Tous les quatre rebroussent chemin, rappellent le voyageur auquel ils posent la
question.
– Qui j’ai salué ? répond le voyageur, mais le Vent bien sûr.
– Eh bien ! dit le feu mécontent, tu auras chaud, si chaud que tu rêveras du
vent.
– Ça m’est égal, dit le voyageur, pourvu que le vent souffle pour me
rafraîchir.
– Moi, dit la terre, je m’arrangerai pour que rien ne pousse à ma surface et
le vent soufflera si fort sans rencontrer d’obstacle qu’il t’emportera très haut et
très loin.
– Peu m’importe répond le voyageur car j’ai salué le vent et il s’en montrera
reconnaissant. Je ne crains que le Vent et saurai bien me défendre contre la pluie,
le feu et la terre.
Un jeune coquelicot qui passait par là, dit en rencontrant les éléments :
– Bonjour un des quatre !
– Mais cela s’est trop fort, lequel de nous a -t-il salué ?
– Qui j’ai salué ? mais la pluie bien sûr !
Et voilà que les 3 autres éléments sont à nouveau très mécontents.
– Eh bien, puisque c’est ainsi, que je devienne poussière pour que tu ne sois
plus qu’un triste coquelicot tout fané, dit la terre
– Et que le soleil chauffe et chauffe encore pour que tu ne deviennes qu’un
pauvre coquelicot grillé, dit le feu
– Et que je souffle très fort sur le feu, dit le vent, pour que tu sois réduis à
l’état de cendres
– Peu m’importe répond le jeune coquelicot. J’ai salué la pluie car je ne
crains pas les trois autres. Grâce à la pluie je saurai me défendre et deviendrai un
très beau coquelicot suffisamment arrosé pour donner beaucoup de boutons.
Un vieux chêne qui passait par là dit en rencontrant les 4 éléments :
– Bonjour vous quatre !
– Le vent, la pluie, le feu et la terre n’en croient pas leurs oreilles. Ils avaient
du mal entendre
– Qu’avez-vous dit ? Avons-nous bien entendu ? Vous nous avez salué tous
les 4 ?
– Eh bien oui, répondit l’arbre, est-ce si extravagant que cela ?
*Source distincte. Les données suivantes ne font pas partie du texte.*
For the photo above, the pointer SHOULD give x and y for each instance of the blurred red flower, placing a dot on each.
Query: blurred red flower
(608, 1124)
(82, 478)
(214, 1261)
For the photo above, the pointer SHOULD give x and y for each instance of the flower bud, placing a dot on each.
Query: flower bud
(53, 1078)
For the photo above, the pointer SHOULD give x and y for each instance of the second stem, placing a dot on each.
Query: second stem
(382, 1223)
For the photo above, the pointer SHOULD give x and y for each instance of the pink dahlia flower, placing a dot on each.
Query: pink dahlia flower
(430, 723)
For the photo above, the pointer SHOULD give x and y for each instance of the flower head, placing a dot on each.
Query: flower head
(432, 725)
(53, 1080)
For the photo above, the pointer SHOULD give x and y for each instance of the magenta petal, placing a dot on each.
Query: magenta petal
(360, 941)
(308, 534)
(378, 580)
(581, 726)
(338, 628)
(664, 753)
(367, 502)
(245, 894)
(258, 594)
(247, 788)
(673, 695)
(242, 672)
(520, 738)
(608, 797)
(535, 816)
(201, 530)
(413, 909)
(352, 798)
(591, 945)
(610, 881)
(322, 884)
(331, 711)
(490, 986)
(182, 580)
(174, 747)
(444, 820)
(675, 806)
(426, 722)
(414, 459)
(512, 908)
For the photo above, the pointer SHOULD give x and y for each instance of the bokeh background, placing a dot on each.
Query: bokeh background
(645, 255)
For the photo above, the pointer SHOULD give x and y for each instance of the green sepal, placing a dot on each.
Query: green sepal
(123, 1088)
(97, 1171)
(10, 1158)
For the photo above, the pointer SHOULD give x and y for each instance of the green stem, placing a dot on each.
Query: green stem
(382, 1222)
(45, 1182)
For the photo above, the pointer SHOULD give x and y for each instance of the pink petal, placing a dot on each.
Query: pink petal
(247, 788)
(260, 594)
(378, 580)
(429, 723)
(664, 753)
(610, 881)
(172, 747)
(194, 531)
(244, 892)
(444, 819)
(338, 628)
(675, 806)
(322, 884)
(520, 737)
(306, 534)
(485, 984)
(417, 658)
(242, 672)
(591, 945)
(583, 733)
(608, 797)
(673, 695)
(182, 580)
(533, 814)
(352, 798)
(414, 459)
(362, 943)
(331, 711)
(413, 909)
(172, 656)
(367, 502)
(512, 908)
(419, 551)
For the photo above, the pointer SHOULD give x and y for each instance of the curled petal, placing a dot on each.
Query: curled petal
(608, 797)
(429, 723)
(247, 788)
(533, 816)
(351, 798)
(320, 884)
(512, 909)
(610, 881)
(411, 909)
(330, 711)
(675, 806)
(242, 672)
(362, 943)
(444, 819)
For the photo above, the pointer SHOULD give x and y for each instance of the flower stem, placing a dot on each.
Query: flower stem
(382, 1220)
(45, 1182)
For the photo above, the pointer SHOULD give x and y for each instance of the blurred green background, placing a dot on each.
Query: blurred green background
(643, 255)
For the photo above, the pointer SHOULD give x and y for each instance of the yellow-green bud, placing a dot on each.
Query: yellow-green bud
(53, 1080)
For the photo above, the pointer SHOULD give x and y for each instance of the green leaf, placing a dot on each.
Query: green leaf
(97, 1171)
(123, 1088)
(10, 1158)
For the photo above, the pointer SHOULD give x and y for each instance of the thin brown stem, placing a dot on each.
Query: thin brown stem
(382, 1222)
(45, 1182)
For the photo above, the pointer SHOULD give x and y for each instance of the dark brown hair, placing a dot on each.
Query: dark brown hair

– Eh oui, dirent les 4 éléments ; un voyageur puis un jeune coquelicot qui
passaient par là n’ont salué que l’un de nous quatre en ignorant les trois autres
et vous, vous avez la politesse de nous saluer tous les quatre.
Alors le vieux chêne répondit « mais comment pourrais je ignorer l’un de vous
puisque si l’un de vous seulement venait à me manquer, je n’existerai pas. Je
m’enracine dans la terre, je respire grâce à l’air et je grandis grâce à l’eau et aux
rayons du soleil.
Alors les 4 éléments voyageurs répondirent en chœur « mais c’est exactement
pareil pour le jeune coquelicot et pourtant il n’a salué que la pluie ».
Et le vieux chêne répondit qu’il fallait lui pardonner car le jeune coquelicot avait
encore tant de choses à apprendre.
Et le lendemain, sur la terre humide du sous-bois une petite pousse sortit d’un
gland tombé du vieux chêne. La pluie du matin et les rayons tièdes du soleil lui
donnèrent la force suffisante pour pousser aux côtés du vieux chêne.